A lock on a door only opens when the right key slides in. Smell and taste cells each have a small slot shaped for one type of chemical. When the right chemical fits the slot, the cell sends a signal to the brain. A chemical that does not fit the slot drifts past with no effect.
Explaining chemoreception by grade level
Ants use smell to find food. They like sweet things the most. When you put out sweet, sour, salty, and plain water, ants go to the sweet one first. Their tiny feelers help them sniff out the best food.
Projects that explore chemoreception
Ants use taste to sense chemicals in food and choose what to eat. When offered five bread squares — each carrying a different flavor, including sweet and sour options — ants crowd around the sweet bread and nearly ignore the rest. A plain water square serves as the control and is almost never visited.
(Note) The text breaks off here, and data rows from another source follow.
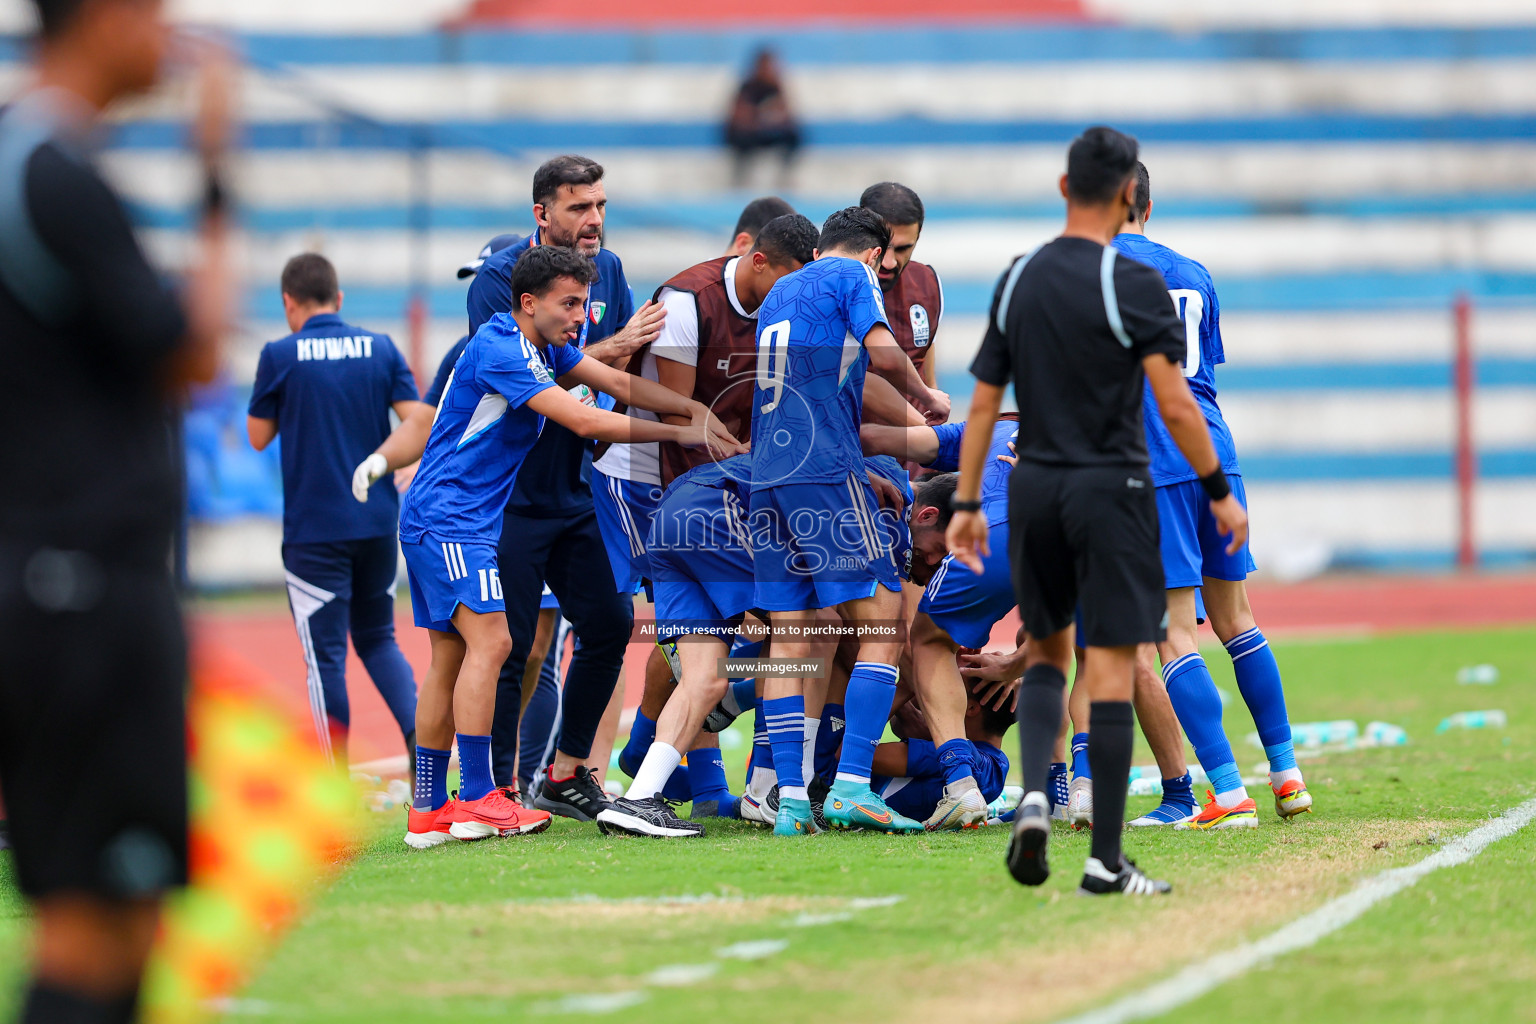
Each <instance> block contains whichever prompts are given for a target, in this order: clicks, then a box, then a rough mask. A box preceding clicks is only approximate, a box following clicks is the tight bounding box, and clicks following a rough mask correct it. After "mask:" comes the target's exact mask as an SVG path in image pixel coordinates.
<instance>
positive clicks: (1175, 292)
mask: <svg viewBox="0 0 1536 1024" xmlns="http://www.w3.org/2000/svg"><path fill="white" fill-rule="evenodd" d="M1115 249H1118V250H1120V252H1123V253H1124V255H1127V256H1130V258H1132V259H1137V261H1140V263H1144V264H1147V266H1150V267H1155V269H1157V270H1160V272H1161V273H1163V279H1164V281H1167V292H1169V295H1170V296H1172V298H1174V306H1177V307H1178V315H1180V316H1183V318H1184V332H1186V336H1187V345H1189V355H1187V356H1186V358H1184V378H1186V379H1187V381H1189V390H1190V393H1192V395H1193V396H1195V401H1197V402H1200V408H1201V411H1203V413H1204V415H1206V425H1207V427H1210V441H1212V444H1215V447H1217V457H1220V459H1221V468H1223V470H1224V471H1227V473H1241V468H1238V450H1236V445H1235V444H1233V442H1232V431H1230V430H1227V422H1226V419H1223V418H1221V407H1220V405H1217V364H1218V362H1226V361H1227V356H1226V352H1223V348H1221V304H1220V302H1218V301H1217V286H1215V284H1212V282H1210V272H1209V270H1206V269H1204V267H1203V266H1201V264H1198V263H1195V261H1193V259H1190V258H1189V256H1184V255H1180V253H1177V252H1174V250H1172V249H1169V247H1167V246H1163V244H1160V243H1155V241H1152V239H1150V238H1147V236H1146V235H1115ZM1141 418H1143V421H1144V424H1146V433H1147V454H1149V456H1152V482H1154V484H1155V485H1157V487H1167V485H1169V484H1181V482H1184V481H1193V479H1197V476H1195V470H1193V467H1190V465H1189V459H1186V457H1184V453H1183V451H1180V450H1178V445H1177V444H1174V436H1172V434H1169V433H1167V425H1164V424H1163V416H1161V415H1160V413H1158V410H1157V399H1154V398H1152V385H1150V384H1143V396H1141Z"/></svg>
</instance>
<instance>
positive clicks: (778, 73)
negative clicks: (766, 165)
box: [725, 48, 800, 187]
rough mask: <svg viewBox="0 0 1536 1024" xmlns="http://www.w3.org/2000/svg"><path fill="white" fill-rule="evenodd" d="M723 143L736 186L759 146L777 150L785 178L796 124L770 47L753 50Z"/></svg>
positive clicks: (796, 128) (794, 132)
mask: <svg viewBox="0 0 1536 1024" xmlns="http://www.w3.org/2000/svg"><path fill="white" fill-rule="evenodd" d="M725 144H727V146H728V147H730V149H731V154H733V158H734V163H733V178H734V181H736V186H737V187H740V186H743V184H746V172H748V164H750V161H751V158H753V154H756V152H757V150H760V149H777V150H779V154H780V160H782V167H783V177H785V178H788V173H790V167H791V164H793V163H794V155H796V152H797V150H799V149H800V127H799V124H796V121H794V114H793V112H791V111H790V101H788V98H786V97H785V92H783V81H782V78H780V77H779V60H777V57H774V52H773V51H771V49H766V48H763V49H760V51H757V57H756V60H754V61H753V71H751V74H748V75H746V78H745V80H743V81H742V84H740V86H739V88H737V89H736V100H733V101H731V114H730V117H728V118H727V121H725Z"/></svg>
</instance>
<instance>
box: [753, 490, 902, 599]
mask: <svg viewBox="0 0 1536 1024" xmlns="http://www.w3.org/2000/svg"><path fill="white" fill-rule="evenodd" d="M877 508H879V505H877V502H876V497H874V490H871V487H869V477H868V476H865V474H862V473H860V474H857V476H856V474H852V473H849V474H848V479H845V481H843V482H842V484H780V485H777V487H762V488H753V505H751V516H750V517H748V528H750V536H751V547H753V573H754V577H756V583H757V585H756V597H754V602H753V603H754V605H756V606H757V608H762V609H763V611H806V609H813V608H831V606H834V605H840V603H843V602H845V600H856V599H859V597H872V596H874V593H876V588H879V586H885V588H886V590H894V591H897V593H900V590H902V577H900V574H899V573H897V565H895V557H894V548H895V540H897V537H899V536H900V530H899V527H897V522H895V516H894V513H891V511H889V510H879V511H877Z"/></svg>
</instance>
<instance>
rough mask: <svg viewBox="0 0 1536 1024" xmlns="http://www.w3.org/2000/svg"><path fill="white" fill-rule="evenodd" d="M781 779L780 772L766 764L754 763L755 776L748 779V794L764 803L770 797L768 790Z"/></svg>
mask: <svg viewBox="0 0 1536 1024" xmlns="http://www.w3.org/2000/svg"><path fill="white" fill-rule="evenodd" d="M777 781H779V772H776V771H774V769H771V768H768V766H765V765H754V766H753V777H751V778H748V780H746V795H748V797H751V798H753V800H756V801H757V803H762V801H763V800H766V798H768V791H770V789H773V788H774V785H777Z"/></svg>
You count the ants on each square every two hours over five days, and the pattern is clear: taste drives which food they choose.
Animals can sense chemicals from predators, which might be expected to trigger fear or avoidance. Mice are natural prey for cats, so you might expect them to freeze or panic at even a faint whiff of cat scent. To test this, you train 10 mice to run a cardboard maze over nine days. On the tenth day, you place a cloth soaked in cat urine near the end of the maze and time each mouse. Compared to the day before, the cat scent had almost no effect on how fast the mice finished.
Mice are known for their strong sense of smell, and this project tests whether they rely more on smell or sight to navigate. You build a cardboard maze and train 10 mice to find a sunflower seed at the end. After nine days of practice, you cover the maze to block all light, then time each mouse in darkness. The mice solved the dark maze just as quickly as the lit one — suggesting they depend more on smell than sight to find food.